Phenotypic and Genetic Characterization of Polyhydroxyalkanoate Producing Bacterial Isolates from Hypersaline Water Body, Atlantic Ocean, Nigeria

Abstract

Introduction: The importance of polyhydroxylalkanoate (PHA) producing bacteria is hinged on the basis that PHA itself possess environmentally advantages over synthetic plastics therefore, the proper identity of these bacteria is inevitable.
 Aim: To determine the bacteria identification methods of phenotypic and genetic identification for marine sourced effective polyhydroxylalkanoate (PHA) production.
 Study Design: Randomised design was employed for PHA producing bacterial isolates.
 Place and Duration of Study: Samples containing PHA-producing bacteria from the hypersaline water body of Nigerian Southern Atlantic Ocean (6.35ᴼ N 3.28ᴼ E -St1; 6.35ᴼ N 3.40ᴼ E -St2; and 6.36ᴼ N 3.47ᴼ E -St3); water depths (0.07m (top), 50m (middle) and 100m (bottom) were collected and investigated between August, 2016-September, 2019.

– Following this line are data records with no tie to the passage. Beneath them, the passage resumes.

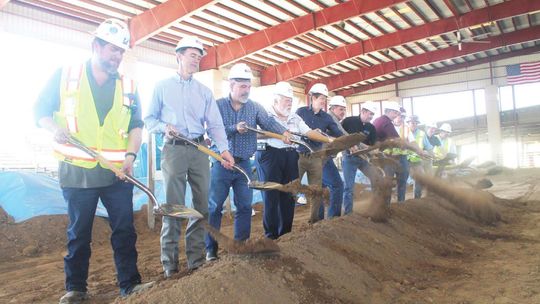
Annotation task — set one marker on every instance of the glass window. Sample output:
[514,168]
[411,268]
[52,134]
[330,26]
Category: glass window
[442,107]
[480,100]
[527,94]
[505,98]
[407,104]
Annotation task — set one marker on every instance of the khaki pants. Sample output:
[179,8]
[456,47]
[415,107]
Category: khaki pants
[313,167]
[181,163]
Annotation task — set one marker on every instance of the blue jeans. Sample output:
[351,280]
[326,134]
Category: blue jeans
[332,180]
[280,166]
[424,167]
[82,204]
[402,175]
[349,165]
[221,181]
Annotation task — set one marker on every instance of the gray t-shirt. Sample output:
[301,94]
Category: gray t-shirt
[71,176]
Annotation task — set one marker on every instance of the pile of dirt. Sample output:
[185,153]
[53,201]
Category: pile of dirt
[476,204]
[427,251]
[45,234]
[344,260]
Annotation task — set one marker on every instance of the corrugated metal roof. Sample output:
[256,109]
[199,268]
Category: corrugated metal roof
[219,23]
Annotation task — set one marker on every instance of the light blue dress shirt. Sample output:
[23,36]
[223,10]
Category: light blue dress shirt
[189,106]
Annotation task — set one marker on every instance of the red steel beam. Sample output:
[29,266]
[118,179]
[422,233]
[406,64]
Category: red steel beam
[3,3]
[352,77]
[237,49]
[161,16]
[357,90]
[308,64]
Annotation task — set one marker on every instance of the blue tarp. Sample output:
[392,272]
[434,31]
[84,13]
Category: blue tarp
[24,195]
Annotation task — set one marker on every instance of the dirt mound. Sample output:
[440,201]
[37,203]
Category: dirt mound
[45,234]
[344,260]
[476,204]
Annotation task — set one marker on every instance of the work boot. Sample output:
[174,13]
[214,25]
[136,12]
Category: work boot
[169,273]
[211,256]
[73,297]
[137,289]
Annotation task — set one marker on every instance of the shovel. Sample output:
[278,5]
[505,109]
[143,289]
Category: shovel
[281,137]
[339,144]
[205,150]
[248,247]
[173,210]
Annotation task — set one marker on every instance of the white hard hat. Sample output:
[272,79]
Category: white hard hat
[284,89]
[190,42]
[413,118]
[370,106]
[446,127]
[430,124]
[338,100]
[391,105]
[319,88]
[240,71]
[115,32]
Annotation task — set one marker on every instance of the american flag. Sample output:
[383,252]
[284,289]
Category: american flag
[523,73]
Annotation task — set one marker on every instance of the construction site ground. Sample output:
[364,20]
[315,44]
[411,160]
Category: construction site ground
[426,252]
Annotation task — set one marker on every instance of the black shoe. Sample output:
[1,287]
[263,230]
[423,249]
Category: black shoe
[211,256]
[73,297]
[169,273]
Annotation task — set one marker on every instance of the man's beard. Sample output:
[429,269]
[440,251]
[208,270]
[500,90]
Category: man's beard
[284,112]
[109,67]
[244,98]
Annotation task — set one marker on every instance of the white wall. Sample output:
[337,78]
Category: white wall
[474,77]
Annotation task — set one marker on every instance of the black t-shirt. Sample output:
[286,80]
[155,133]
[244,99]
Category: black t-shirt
[353,124]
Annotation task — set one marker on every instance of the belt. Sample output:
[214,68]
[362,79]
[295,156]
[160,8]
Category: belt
[238,159]
[287,149]
[183,142]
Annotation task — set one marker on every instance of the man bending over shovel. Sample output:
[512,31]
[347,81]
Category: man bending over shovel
[238,113]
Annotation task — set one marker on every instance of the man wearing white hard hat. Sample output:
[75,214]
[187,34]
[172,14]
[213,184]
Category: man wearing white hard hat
[184,106]
[350,163]
[447,147]
[417,136]
[94,104]
[402,175]
[386,130]
[427,141]
[278,162]
[238,112]
[316,118]
[338,110]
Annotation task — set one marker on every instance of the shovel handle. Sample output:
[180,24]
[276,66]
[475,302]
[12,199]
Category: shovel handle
[267,133]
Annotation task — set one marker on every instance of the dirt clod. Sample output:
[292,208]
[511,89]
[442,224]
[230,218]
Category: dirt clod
[477,204]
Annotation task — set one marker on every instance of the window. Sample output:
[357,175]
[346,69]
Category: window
[527,94]
[442,107]
[480,100]
[505,98]
[407,104]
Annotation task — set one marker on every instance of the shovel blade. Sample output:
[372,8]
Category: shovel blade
[265,185]
[176,210]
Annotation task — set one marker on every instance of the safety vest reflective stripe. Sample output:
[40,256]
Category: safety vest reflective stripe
[128,87]
[73,81]
[72,152]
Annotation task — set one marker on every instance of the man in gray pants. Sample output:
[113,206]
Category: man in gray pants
[182,105]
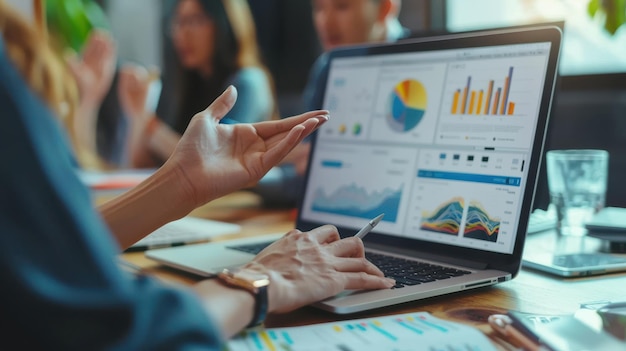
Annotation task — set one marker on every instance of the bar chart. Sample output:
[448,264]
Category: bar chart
[492,99]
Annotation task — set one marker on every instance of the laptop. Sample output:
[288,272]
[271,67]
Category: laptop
[444,135]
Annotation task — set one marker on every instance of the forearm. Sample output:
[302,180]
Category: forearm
[160,199]
[231,308]
[85,120]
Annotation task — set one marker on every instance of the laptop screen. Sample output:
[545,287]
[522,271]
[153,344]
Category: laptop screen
[439,138]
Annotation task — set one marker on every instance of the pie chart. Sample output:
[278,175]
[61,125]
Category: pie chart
[407,105]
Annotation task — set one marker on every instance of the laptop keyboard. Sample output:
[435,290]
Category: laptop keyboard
[408,272]
[405,272]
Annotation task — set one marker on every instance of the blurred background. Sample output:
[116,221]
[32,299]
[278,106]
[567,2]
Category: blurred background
[589,109]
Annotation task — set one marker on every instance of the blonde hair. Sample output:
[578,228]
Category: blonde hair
[45,73]
[242,23]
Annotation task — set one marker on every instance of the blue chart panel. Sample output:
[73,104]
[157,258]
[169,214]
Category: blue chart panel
[355,201]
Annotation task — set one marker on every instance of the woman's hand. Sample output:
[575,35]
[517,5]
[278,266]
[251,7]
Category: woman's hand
[95,68]
[308,267]
[216,159]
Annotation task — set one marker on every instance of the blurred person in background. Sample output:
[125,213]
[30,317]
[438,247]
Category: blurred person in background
[337,23]
[350,22]
[62,288]
[215,46]
[78,32]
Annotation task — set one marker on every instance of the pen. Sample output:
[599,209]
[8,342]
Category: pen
[369,226]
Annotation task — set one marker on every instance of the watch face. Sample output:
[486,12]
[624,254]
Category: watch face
[251,278]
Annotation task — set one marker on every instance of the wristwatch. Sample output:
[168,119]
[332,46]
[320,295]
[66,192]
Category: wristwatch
[256,284]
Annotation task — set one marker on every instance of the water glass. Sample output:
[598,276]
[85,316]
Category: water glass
[577,181]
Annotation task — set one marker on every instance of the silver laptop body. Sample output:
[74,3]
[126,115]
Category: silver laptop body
[444,135]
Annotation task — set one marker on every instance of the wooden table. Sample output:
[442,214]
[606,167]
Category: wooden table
[529,292]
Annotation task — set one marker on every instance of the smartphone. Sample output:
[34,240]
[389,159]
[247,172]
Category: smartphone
[567,333]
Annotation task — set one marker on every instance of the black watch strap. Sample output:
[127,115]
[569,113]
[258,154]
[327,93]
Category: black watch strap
[260,307]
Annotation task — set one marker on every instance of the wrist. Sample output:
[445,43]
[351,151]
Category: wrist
[255,283]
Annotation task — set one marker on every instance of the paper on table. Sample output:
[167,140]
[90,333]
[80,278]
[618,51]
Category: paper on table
[411,331]
[186,230]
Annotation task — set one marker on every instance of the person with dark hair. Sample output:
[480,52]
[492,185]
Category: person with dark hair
[210,45]
[61,286]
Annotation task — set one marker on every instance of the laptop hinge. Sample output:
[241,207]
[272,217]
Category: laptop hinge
[429,256]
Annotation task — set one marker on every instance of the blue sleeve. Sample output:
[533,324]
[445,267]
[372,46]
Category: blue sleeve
[61,288]
[255,101]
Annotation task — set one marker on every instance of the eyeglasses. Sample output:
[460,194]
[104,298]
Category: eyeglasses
[191,22]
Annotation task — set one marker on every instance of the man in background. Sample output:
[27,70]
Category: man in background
[337,23]
[350,22]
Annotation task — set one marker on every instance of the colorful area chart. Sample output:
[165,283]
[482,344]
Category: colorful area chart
[407,105]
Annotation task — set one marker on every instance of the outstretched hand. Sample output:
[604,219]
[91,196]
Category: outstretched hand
[216,159]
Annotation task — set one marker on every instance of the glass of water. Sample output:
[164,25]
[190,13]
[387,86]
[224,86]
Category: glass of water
[577,180]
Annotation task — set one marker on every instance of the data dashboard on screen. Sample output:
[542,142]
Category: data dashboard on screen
[438,141]
[587,48]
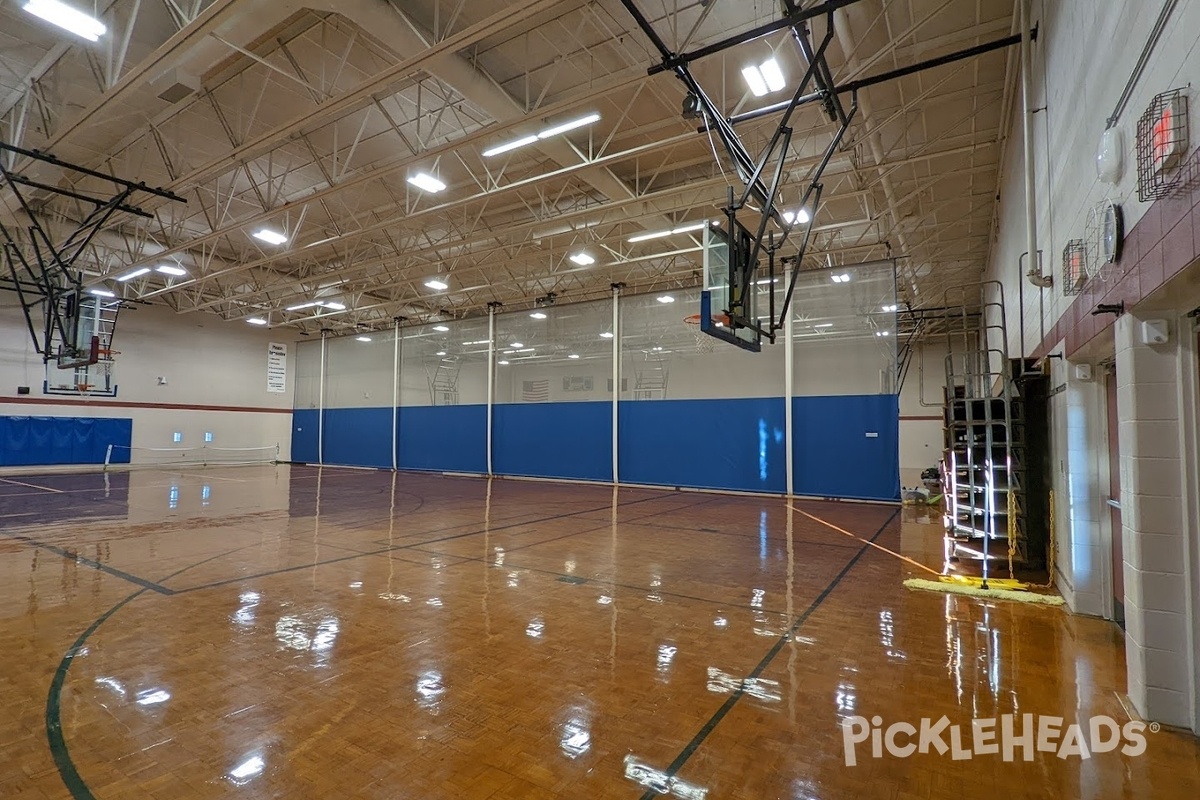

 Methodology: Bacterial isolates was characterized using standard microbiological and biochemical tests for the phenotypes, and 16S rDNA for the genotypes.  Isolates were also screened for PHA potentials using specific primers.
 Results: Genetically identified Bacillus cereus strains LB17 and Bacillus paramycoides SA27 were phenotypically identified as Bacillus badius. Similarly, Acinetobacter calcoaceticus JL11, five strains of Alcaligenes faecalis, seven strains of Bacillus spp., Enterobacter cloacae, Falsochrobactrum ovis, Ochrobactrum ciceri, Providencia stuartii including two species of Pseudomonas and Bordetella trematum were all phenotypically identified as Corynebacterium kutsceri. Invariably, Alcaligenes faecalis (strains PSD10 and DEP8), Pseudomonas aeruginosa (H47921) and Vagococcus fluvialis (AWW1) were identified as Staphylococcus species. All 34 bacterial isolates expressed phaC genes for PHA potential, while Alcaligenes faecalis strains and Bacillus humi (NBPP9) expressed phaC1 for short PHA chain.
 Conclusion: This study established variations in the genetical identity of Corynebacterium kutsceri, Enterobacter amnigenus, Micrococcus luteus, Micrococcus varians, Staphylococcus epidermidis and Staphylococcus saprophyticus when compared with the phenotypic identification methods. But, there was synchronization in the genotypic and phenotypic identity of bacillus species. Records of varietal differences of PHA potential were also obtained from same species in this research. It is therefore pertinent to rely on the genetic identification of bacteria for the effective determination of PHA-producing character as displayed in Bacillus spp.